Apparecchi acustici: la tecnologia migliora, ma chi ha problemi di udito si vergogna

Tra l’insorgenza dei primi problemi all’udito e la decisione di ricorrere a un apparecchio acustico in Italia passano circa 10 anni. Un arco di tempo eccessivo perché l‘ipoacusia, che generalmente insorge in modo lieve, può peggiorare e ai primi disturbi (discorsi che sembrano borbottati e difficoltà a sentire alcuni suoni) se ne aggiungono altri fino a rendere difficile la comprensione di intere conversazioni.
Mentre nessuno ha problemi ad accettare la miopia e a indossare un paio di occhiali, tra la popolazione c’è ancora molta vergogna ad ammettere di avere un problema di udito e nel ricorrere all’uso di un apparecchio acustico. Basti pensare che su 7 milioni di italiani con deficit uditivi, solo 1 milione utilizza specifici apparecchi. Oltre alla vergogna, si aggiunge anche la mancanza di visite di controllo (che dopo i 50-60 anni dovrebbe essere annuali) e la non conoscenza, da parte di molti, della figura dell’audioprotesista, l’unico professionista sanitario abilitato a fornire, adattare e controllare apparecchi acustici sui pazienti.

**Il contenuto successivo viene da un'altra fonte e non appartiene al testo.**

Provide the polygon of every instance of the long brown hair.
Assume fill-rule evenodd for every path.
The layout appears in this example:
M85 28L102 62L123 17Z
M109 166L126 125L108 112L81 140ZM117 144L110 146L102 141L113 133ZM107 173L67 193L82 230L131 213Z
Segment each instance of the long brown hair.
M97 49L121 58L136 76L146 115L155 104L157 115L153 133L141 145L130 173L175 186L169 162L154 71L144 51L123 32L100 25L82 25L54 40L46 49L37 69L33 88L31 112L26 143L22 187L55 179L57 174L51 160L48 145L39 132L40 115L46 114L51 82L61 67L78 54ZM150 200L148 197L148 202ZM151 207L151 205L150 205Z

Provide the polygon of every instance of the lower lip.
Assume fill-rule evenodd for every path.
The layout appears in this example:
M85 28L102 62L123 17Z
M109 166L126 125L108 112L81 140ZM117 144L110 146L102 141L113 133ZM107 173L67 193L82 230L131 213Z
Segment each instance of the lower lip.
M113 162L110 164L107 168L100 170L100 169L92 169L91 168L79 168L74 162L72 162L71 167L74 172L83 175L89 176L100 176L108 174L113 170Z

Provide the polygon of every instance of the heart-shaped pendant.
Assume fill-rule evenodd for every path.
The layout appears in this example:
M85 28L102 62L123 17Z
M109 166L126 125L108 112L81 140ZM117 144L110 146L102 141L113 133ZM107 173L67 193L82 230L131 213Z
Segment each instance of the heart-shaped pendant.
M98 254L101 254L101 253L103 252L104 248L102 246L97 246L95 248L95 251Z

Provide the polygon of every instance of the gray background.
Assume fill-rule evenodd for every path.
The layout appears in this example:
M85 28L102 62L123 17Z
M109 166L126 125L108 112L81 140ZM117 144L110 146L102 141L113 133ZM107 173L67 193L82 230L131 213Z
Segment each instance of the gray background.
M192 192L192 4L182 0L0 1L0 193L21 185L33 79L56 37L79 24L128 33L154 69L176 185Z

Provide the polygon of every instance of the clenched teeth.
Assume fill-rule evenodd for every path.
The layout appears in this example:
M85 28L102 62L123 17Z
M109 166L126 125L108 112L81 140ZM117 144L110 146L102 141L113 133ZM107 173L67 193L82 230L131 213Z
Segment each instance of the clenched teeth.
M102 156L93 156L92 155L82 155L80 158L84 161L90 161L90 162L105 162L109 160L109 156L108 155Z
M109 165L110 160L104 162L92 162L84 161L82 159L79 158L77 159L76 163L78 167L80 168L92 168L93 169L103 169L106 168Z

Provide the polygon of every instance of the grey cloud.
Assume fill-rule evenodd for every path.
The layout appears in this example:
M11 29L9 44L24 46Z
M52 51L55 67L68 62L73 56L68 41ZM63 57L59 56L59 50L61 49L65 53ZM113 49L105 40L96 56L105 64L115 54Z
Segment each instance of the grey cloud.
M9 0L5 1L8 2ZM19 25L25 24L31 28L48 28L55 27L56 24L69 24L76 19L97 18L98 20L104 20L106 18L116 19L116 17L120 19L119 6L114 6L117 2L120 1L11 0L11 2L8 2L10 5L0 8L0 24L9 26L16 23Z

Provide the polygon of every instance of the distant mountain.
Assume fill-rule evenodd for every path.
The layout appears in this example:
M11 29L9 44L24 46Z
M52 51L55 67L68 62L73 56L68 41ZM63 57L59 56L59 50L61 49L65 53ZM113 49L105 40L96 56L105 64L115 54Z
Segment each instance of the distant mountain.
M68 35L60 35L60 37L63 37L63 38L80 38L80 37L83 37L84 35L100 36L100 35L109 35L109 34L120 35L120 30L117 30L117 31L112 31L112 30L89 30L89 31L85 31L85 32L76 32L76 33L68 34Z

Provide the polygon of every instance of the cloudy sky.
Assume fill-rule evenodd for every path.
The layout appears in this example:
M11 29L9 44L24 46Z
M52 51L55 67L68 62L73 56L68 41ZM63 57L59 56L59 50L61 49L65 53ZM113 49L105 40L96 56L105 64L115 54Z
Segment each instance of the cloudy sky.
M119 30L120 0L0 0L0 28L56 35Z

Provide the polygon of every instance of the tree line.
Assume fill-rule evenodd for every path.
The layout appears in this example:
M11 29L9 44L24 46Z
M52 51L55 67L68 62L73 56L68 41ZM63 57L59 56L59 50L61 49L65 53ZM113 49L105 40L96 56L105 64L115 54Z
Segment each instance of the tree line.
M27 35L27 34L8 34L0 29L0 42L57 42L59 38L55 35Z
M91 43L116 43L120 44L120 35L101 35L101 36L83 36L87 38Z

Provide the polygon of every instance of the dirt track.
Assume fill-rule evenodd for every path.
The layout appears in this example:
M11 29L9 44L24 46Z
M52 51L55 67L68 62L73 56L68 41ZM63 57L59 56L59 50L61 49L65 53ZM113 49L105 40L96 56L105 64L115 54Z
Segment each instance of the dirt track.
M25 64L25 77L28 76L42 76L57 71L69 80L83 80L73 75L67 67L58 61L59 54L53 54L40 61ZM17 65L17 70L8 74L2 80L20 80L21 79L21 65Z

Come accade per la miopia, quindi, anche in caso di ipoacusia è importante intervenire il prima possibile per evitare che i deficit peggiorino. Sentire e percepire tutto ciò che accade nell’ambiente circostante, discorsi, suoni e rumori, non solo fa bene ai rapporti sociali, ma anche alla salute e all’invecchiamento della persona. Negli anziani, infatti, molti casi di demenza sono collegati alla perdita di udito perché l’ipoacusia, portando a un graduale isolamento, interferisce sulle capacità cognitive e mnemoniche dell’individuo accelerando l’invecchiamento del cervello.
Negli ultimi anni, la tecnologia ha fatto passi da gigante. Oltre a essere migliorata l’estetica (ormai gli apparecchi acustici sono quasi invisibili), i dispositivi vanno sempre più incontro alle esigenze dei pazienti. Tra questi, il primo apparecchio acustico dotato di batterie agli ioni di litio ricaricabili come uno dei nostri smartphone o tablet. Non dover cambiare, o tirar fuori, le pile dall’apparecchio per la ricarica è una caratteristica tutt’altro che banale, soprattutto per i pazienti più anziani e più impacciati nel maneggiare lo sportellino del dispositivo, spesso molto piccolo e delicato.
Le migliorie tecnologiche sono importanti perché permettono alla popolazione un utilizzo sempre più pratico degli apparecchi acustici, ma la vera sfida oggi è fare comunicazione e informazione, cercando di superare la vergogna nella popolazione. L’Italia infatti è in estremo ritardo rispetto all’Europa, dove la percentuale dei pazienti con deficit che portano l’apparecchio è di oltre il 40% rispetto al nostro 20%.